Pero tratemos de verlo a la pequeña escala de una región leonesa y con perspectiva histórica. Igual que otras de la provincia, Cabrera fue territorio emisor de migrantes. Desde finales del XIX y hasta mediados del XX, fueron muchos los cabreireses que pusieron proa, nunca mejor dicho, hacia la América hispana, donde hubo dos puntos de llegada principales: la que había sido la joya de la corona, Cuba, y la que apuntaba a gran potencia, Argentina. Allá que se fueron, pues, muchos, como decía, y más que huyendo del pasado, en busca de un futuro soñado mejor.

A finales de la década de los 50, el camino varió de dirección, cuando centenares de cabreireses salieron rumbo a las fábricas y obras públicas del centro y el norte europeos en reconstrucción. Las décadas siguientes fueron tiempos de cambios muy profundos y la emigración ejerció de auténtico motor en la transformación de Cabrera. Contribuyó a ella de modo decisivo la aparición en los años 80 de la industria pizarrera.

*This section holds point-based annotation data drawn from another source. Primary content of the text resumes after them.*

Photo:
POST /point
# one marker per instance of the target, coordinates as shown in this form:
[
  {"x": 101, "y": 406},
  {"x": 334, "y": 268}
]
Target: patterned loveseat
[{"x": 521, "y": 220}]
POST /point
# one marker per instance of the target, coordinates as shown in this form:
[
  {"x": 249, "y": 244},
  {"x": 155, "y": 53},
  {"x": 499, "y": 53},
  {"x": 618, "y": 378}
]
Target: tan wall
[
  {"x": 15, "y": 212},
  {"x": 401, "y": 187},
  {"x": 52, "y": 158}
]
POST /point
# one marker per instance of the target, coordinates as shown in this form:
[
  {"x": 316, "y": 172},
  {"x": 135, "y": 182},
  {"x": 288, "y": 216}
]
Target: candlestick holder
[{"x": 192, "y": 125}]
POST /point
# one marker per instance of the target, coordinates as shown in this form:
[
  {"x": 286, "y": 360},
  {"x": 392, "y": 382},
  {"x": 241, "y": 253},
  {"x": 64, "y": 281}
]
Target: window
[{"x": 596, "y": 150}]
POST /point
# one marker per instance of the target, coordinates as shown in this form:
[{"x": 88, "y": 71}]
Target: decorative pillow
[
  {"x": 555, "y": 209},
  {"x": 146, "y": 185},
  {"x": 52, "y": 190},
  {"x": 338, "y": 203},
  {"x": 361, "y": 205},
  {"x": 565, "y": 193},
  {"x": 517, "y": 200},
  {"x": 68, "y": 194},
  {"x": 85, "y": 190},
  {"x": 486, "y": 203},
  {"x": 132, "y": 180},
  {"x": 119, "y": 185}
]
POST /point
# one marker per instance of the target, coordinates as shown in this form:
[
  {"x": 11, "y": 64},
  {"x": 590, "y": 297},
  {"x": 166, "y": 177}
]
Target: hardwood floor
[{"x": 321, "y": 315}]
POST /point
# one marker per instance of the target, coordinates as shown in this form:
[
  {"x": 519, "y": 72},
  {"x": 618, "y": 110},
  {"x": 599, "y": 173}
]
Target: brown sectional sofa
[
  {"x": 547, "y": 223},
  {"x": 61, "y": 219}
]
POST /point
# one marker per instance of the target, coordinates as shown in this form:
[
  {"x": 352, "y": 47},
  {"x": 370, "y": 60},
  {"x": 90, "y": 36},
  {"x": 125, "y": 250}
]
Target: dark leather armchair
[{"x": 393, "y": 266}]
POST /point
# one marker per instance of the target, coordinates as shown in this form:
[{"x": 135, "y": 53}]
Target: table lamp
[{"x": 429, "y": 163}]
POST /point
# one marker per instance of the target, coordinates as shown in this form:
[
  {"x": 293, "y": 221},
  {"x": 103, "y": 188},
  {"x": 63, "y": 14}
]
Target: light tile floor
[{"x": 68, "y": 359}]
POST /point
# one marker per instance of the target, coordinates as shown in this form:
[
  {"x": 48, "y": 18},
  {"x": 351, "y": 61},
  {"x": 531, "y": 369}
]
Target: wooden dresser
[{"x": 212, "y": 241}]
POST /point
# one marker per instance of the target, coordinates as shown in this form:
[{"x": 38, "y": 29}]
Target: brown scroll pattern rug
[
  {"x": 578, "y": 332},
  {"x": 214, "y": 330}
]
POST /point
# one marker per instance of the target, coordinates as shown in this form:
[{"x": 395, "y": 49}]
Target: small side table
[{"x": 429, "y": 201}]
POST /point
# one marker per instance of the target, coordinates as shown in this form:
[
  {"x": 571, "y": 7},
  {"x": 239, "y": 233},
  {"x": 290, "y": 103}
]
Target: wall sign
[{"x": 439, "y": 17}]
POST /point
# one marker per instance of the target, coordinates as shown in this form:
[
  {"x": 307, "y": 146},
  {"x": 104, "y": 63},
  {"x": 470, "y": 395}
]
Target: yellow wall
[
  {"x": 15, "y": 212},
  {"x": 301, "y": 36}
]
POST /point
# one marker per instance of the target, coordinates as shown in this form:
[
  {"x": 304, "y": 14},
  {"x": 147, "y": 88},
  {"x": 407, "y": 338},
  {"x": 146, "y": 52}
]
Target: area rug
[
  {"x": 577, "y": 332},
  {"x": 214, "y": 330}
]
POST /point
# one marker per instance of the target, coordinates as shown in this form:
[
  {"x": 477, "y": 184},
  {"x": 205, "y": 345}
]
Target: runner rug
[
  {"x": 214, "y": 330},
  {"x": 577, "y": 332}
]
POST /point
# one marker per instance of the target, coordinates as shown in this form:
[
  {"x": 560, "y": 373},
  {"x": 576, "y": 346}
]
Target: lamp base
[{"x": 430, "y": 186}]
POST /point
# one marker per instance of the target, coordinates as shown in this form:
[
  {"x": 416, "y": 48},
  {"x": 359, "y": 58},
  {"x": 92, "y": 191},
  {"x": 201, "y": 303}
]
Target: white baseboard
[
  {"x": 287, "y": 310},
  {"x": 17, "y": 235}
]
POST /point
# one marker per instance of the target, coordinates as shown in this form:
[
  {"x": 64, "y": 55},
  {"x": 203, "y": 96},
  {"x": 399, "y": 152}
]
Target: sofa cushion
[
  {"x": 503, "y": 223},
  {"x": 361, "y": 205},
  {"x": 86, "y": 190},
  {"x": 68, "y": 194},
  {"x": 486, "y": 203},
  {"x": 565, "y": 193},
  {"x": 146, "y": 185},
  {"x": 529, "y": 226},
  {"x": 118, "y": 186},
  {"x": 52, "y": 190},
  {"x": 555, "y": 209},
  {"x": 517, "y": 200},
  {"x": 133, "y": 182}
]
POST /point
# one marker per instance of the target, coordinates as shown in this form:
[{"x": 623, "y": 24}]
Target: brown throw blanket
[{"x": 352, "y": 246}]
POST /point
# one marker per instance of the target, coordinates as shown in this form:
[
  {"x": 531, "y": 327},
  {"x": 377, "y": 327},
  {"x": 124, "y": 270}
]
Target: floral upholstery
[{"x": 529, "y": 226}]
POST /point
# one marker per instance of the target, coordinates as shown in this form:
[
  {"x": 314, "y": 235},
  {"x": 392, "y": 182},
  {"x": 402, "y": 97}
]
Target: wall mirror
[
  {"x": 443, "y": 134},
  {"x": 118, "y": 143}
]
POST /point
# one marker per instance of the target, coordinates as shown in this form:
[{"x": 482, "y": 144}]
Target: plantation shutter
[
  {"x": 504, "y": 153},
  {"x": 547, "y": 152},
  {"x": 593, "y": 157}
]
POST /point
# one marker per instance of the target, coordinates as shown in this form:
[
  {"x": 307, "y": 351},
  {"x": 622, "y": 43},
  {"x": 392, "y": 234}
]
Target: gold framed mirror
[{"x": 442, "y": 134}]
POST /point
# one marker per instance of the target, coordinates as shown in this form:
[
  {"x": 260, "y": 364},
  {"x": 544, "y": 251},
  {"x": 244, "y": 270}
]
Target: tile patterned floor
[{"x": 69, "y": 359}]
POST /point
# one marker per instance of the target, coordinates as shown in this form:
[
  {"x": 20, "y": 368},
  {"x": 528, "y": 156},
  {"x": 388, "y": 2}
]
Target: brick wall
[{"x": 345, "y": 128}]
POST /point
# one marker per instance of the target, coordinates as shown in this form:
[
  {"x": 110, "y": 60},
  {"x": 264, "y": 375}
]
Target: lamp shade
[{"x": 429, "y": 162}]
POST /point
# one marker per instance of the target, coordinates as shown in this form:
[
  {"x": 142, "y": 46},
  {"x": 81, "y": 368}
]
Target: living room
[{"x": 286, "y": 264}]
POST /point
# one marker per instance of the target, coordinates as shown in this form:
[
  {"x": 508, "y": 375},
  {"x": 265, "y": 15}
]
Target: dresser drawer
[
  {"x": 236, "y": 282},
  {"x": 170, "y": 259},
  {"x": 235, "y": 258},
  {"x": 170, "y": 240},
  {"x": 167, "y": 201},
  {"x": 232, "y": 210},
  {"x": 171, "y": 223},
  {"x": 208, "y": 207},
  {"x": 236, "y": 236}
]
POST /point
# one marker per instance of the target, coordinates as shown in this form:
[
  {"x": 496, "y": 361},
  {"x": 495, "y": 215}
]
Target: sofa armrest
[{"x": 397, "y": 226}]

Y poco después se produjo la paradoja de que el país exportador de emigrantes se convirtiera en receptor de inmigrantes, que llegaron desde la América hispana, sobre todo Colombia, del este de Europa y de Marruecos a trabajar en las canteras: ¡Caminos de ida y vuelta!

Entre los cambios debidos a la emigración me place recordar algunos más anecdóticos, como lo era, por ejemplo, oír de pronto hablar en la calle de cualquier pueblo un idioma extranjero. La mayoría de los cabreireses había elegido Bélgica y Suiza, volvían un mes en el verano y por lo tanto lo que se oía era francés. Lo practicaban sobre todo los jóvenes en grupo, para demostrar entre risas de burla su superioridad sobre los pobres pueblerinos ignorantes.

Algunos pocos eligieron Londres, donde ocuparon empleos en restauración y jardinería. Precisamente a un emigrado en la gran urbe le ocurrió un percance con la lengua de la que solo conocía unas pocas palabras suficientes para la vida cotidiana, y esta otra que llamó su atención, «crazy», loco, retenida con entusiasmo para echarla a andar sin precauciones. En cierta ocasión se la dedicó a uno con pinta de español, seguro de que no lo entendería, pero fue pronunciar «creisi» y le llovió un sopapo, aderezado con insultos en un gallego enfurecido. Muchos años después, ya de vuelta en su pueblo del municipio de Encinedo, seguía repitiendo su muletilla preferida. «Creisi, está creisi», decía de alguno con desdén, sabedor de que no había riesgo de recibir estopa.